# Repairing Fly Line ????



## brhoff (Sep 28, 2006)

Anyone have any luck trying to repair a cracked fly line?

I have a wind taper by Cortland so I am hesitant to shorten the end by the three feet it would take to get past the crack.

I somehow had a loop of tippet around the line and accidentally pulled it through the outer layer of the line when I tried to remove it.


----------



## flytyer (Jan 3, 2005)

You could try putting some clear finger nail polish on it. I don't know if it will work but if all else fails just cut it off and retie your leader.


----------



## brhoff (Sep 28, 2006)

Yeah, I was thinking the same thing. 

Worth a shot, I really like the line a lot...always seems to be windy when I get out and the taper really is noticable to me...not the greatest caster out there.
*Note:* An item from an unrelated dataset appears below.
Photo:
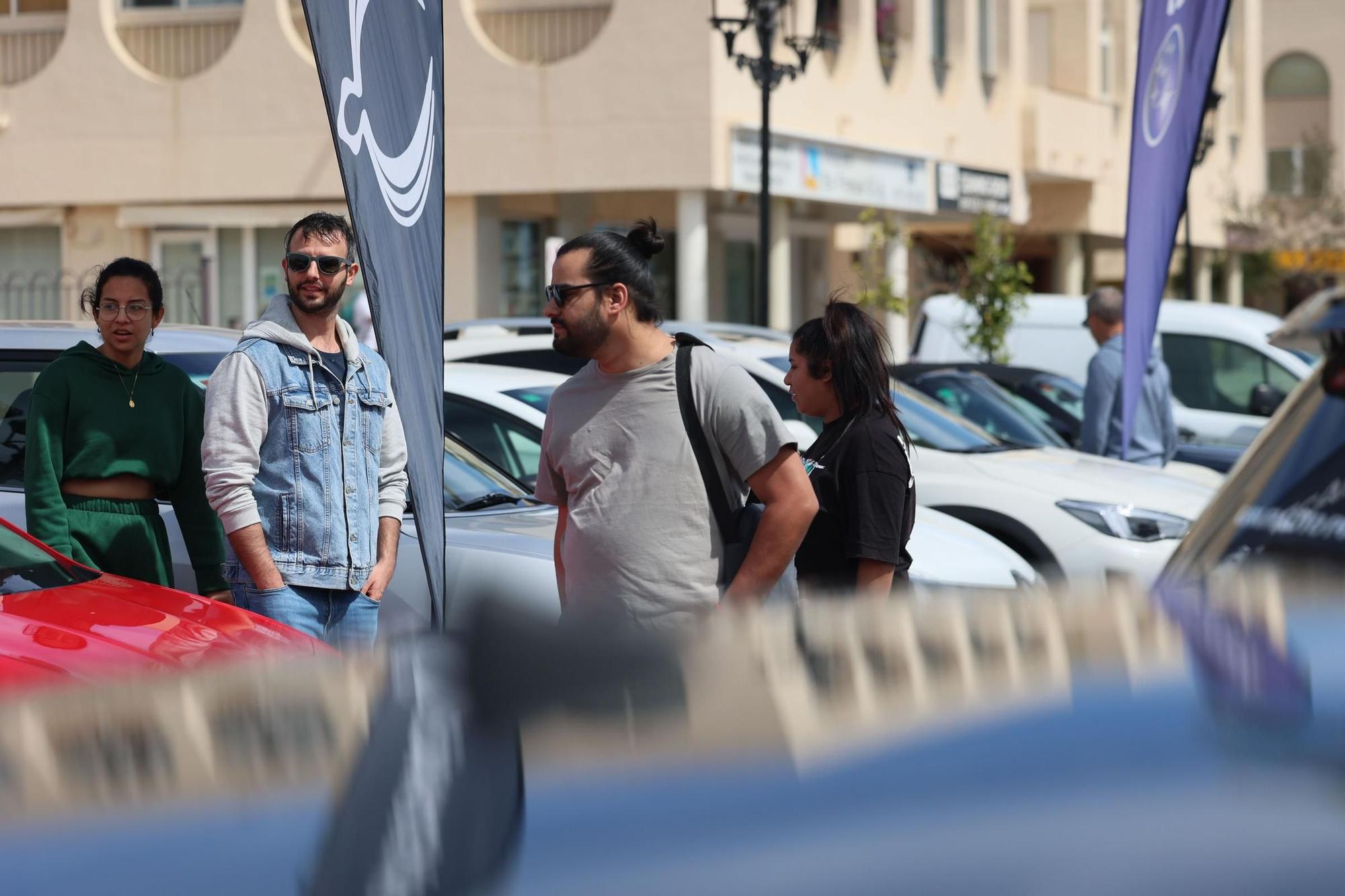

I guess that last 2-3 feet won't make enough difference to be worried about if I have to amputate....


----------



## Shortdrift (Apr 5, 2004)

Best to amputate the 3 feet. Option is to use super glue instead of nail polish.


----------



## brhoff (Sep 28, 2006)

May have gotten "lucky".

After getting a real close look, it was really just sort of kinked and has about a 1/16" knick in it.

Took some 300 sand paper to it to level out the slight lump and applied a swipe of clear nail polish followed by the line conditioner provided by Cortland and it seems ok...just a slight, very slight lump.

I don't have an heirloom quality rod so possibly abrading the guides doesn't worry me.

Thanks for the responses, can't wait to hit the water again, this spring has been fantastic for me so far.


----------



## Whaler (Nov 16, 2004)

Shortdrift is right ! Use Super Glue.


----------